Libia a Cpi: Nostro diritto processare Saif al-Islam e al-Senoussi

Amsterdam (Olanda), 1 mag. (LaPresse/AP) – Il governo della Libia ha contestato formalmente il diritto della Corte penale internazionale dell’Aia di processare per crimini di guerra il figlio di Muammar Gheddafi, Seif al-Islam, e l’ex capo dell’intelligence del regime, Abdullah al-Senoussi, sostenendo che debbano essere guidicati sul suolo libico. Lo riferisce la stessa Corte. Quest’ultima è autorizzata dalle Nazioni unite a giudicare i crimini commessi durante la guerra civile in Libia e ha emesso un mandato di arresto per Saif al-Islam con l’accusa di omicidio e di aver perseguito civili nei primi giorni della rivolta contro Gheddafi, che ha portato alla caduta del raìs.

La Corte aveva fissato proprio oggi come ultimo giorno possibile affinché la Libia presentasse una contestazione formale alla sua giurisdizione. “La Libia – si legge nel documento – informa che il suo sistema giudiziario nazionale sta attivamente indagando sul signor Gheddafi e sul signor al-Senoussi per le loro presunte responsabilità in molteplici atti di omicidio e persecuzione, equivalenti a crimini contro l’umanità”. Seif al-Islam è stato catturato lo scorso anno dai ribelli ed è attualmente detenuto nella città occidentale di Zintan, mentre al-Senoussi è stato arrestato a marzo in Mauritania.

Secondo la legge internazionale, la Libia ha il diritto e il dovere di perseguire i sospetti criminali di guerra.
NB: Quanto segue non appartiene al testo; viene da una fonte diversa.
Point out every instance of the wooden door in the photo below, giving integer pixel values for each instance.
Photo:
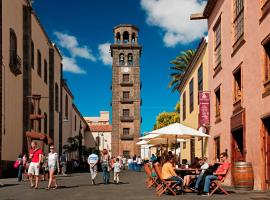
(238, 146)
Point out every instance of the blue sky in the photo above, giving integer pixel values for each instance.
(82, 30)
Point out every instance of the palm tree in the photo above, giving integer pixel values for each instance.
(180, 65)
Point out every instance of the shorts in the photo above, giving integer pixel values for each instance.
(33, 169)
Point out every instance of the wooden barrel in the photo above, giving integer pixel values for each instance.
(243, 176)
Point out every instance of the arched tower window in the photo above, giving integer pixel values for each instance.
(66, 107)
(130, 59)
(45, 122)
(121, 59)
(56, 97)
(14, 60)
(118, 38)
(133, 38)
(125, 37)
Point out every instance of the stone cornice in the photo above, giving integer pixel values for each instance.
(209, 8)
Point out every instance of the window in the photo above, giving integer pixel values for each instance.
(39, 121)
(126, 131)
(126, 154)
(184, 106)
(217, 43)
(45, 123)
(39, 62)
(184, 145)
(237, 85)
(238, 21)
(126, 95)
(200, 81)
(66, 107)
(121, 59)
(118, 38)
(267, 61)
(125, 112)
(56, 97)
(130, 59)
(14, 59)
(218, 103)
(75, 123)
(125, 77)
(125, 37)
(217, 147)
(191, 96)
(45, 72)
(32, 54)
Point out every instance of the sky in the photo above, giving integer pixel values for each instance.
(82, 30)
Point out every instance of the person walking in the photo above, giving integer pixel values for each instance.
(35, 155)
(105, 165)
(63, 164)
(92, 161)
(53, 167)
(116, 170)
(19, 165)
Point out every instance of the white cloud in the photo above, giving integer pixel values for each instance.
(104, 53)
(173, 16)
(71, 43)
(70, 65)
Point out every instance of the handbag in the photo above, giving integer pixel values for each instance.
(16, 164)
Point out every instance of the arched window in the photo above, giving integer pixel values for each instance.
(133, 38)
(121, 59)
(45, 72)
(75, 123)
(118, 38)
(56, 97)
(45, 123)
(125, 37)
(66, 107)
(130, 59)
(39, 121)
(14, 59)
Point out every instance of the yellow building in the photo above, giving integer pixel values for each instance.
(194, 80)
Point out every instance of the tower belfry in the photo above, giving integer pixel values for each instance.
(126, 87)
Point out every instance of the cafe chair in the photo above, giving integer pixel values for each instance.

Tuttavia la portavoce della Cpi, Sonia Robla, spiega che una volta che la Corte ha emesso un mandato di arresto per un sospetto non può ritirarlo, a meno che i giudici accertino che i sospetti vengano processati sostanzialmente per gli stessi reati per cui sono stati incriminati e che riceveranno un processo equo. Il documento presentato oggi sostiene che la Libia farà esattamente questo. Tuttavia, i gruppi per i diritti umani temono che Saif al-Islam non potrà avere un processo giusto e imparziale in Libia, specialmente vista la mancanza di controllo del governo su alcune parti del Paese, tra cui Zintan.

La Libia ha insistito sul fatto che il suo desiderio di processare i due ex esponenti del regime “riflette una volontà genuina e l’abilità di portare le persone interessate davanti alla giustizia”. “Negare al popolo libico la storica opportunità di sradicare la cultura di vecchia data dell’impunità – prosegue la richiesta – sarebbe chiaramente incompatibile con l’oggetto e lo scopo” del tribunale internazionale.